8. Avoid detailed descriptions of characters

“In Ernest Hemingway’s ‘Hills Like White Elephants’ what do the ‘American and the girl with him’ look like? ‘She had taken off her hat and put it on the table.’ That’s the only reference to a physical description in the story, and yet we see the couple and know them by their tones of voice, with not one adverb in sight.”

Visibility is important to workers. They want to be seen and appreciated for the value the contribute to projects and the business.

Those workers become offended when communications are issued that give full credit to a specific leader, or even worse a leader and that leader’s favorite associate, while ignoring the rest of the team.

This can discourage workers and prompt them to start looking elsewhere for a work environment that recognizes and rewards its people.

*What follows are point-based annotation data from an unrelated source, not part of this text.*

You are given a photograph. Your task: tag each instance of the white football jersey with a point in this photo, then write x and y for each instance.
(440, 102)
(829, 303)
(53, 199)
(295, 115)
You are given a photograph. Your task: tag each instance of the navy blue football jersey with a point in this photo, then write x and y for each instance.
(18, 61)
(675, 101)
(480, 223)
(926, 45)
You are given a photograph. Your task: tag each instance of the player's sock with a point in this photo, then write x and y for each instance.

Some of this can be fixed by communications that provide a fuller description of the people that made a difference in an initiative.

The risk is that the more people you mention, the greater the insult if you leave some out. Your good intentions can backfire.

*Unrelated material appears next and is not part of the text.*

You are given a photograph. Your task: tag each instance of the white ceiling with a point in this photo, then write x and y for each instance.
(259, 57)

The solution can often be mentioning teams rather than individual people, to as specific a level possible. Those familiar with operations in that part of the organization will know who is being discussed.

You can still mention individuals who carried the greatest burden or responsibility, as long as you are certain the credit should go to them alone. For example, don’t single out Joe for leading such a great effort by his team when, in fact, his team member Louise did nearly all of the work.


9. Don’t go into great detail describing places and things

“You don’t want descriptions that bring the action, the flow of the story, to a standstill.”

Most business success stories are quite complicated. To completely explain the legacy, the challenge, the planning, the resourcing and financing, the setbacks and recoveries, etc., could take a book. How are you going to fit all that into three hundred to five hundred words in an email or on an intranet page? The answer is, you aren’t.

Vast amounts of details must be left out. Many of the most interesting aspects of the story will never be told because to explain what makes them interesting would require too much information and backstory.

It’s okay to focus on the broad strokes of the story, because for the story to have meaning and impact for the widest number of readers it needs to be understandable, easy to read quickly, in a format that feels accessible. That generally means brief and simple.

The art of writing business stories is often the ability to suggest key moments and imply the necessary efforts without spelling everything out. The underlying details shape the story but remain just outside the text.

“You don’t want descriptions that bring the action, the flow of the story, to a standstill,” wrote Elmore Leonard, and it applies to business stories as much as it does crime novels.


10. Try to leave out the part that readers tend to skip

“My most important rule is one that sums up the ten: If it sounds like writing, I rewrite it.”

The most precious commodity in today’s business environment is time. And professionals, at all levels of the organization, guard their time zealously.

It is an “attention economy,” a phrase coined by the psychologist and economist Herbert A. Simon, who noted that “a wealth of information creates a poverty of attention.”

All business communication should be as brief as possible. If it is too long, no matter how valuable the information contained therein might or might not be, it will not be read.

Business communication is not about what content you feel you want to share. It’s not about you. It is about what minimum content the reader needs to be effective and has the attention span to consume.

Try to cut everything by half. Make that email half as long. People should talk half the time during team meetings. Most importantly, take half the slides out of that PowerPoint deck, and cut out half the content on each slide that remains.

Remember, you aren’t removing important content that people should receive; you are deleting extra content that those people weren’t going to pay attention to anyway.

Write less, talk less, but say more.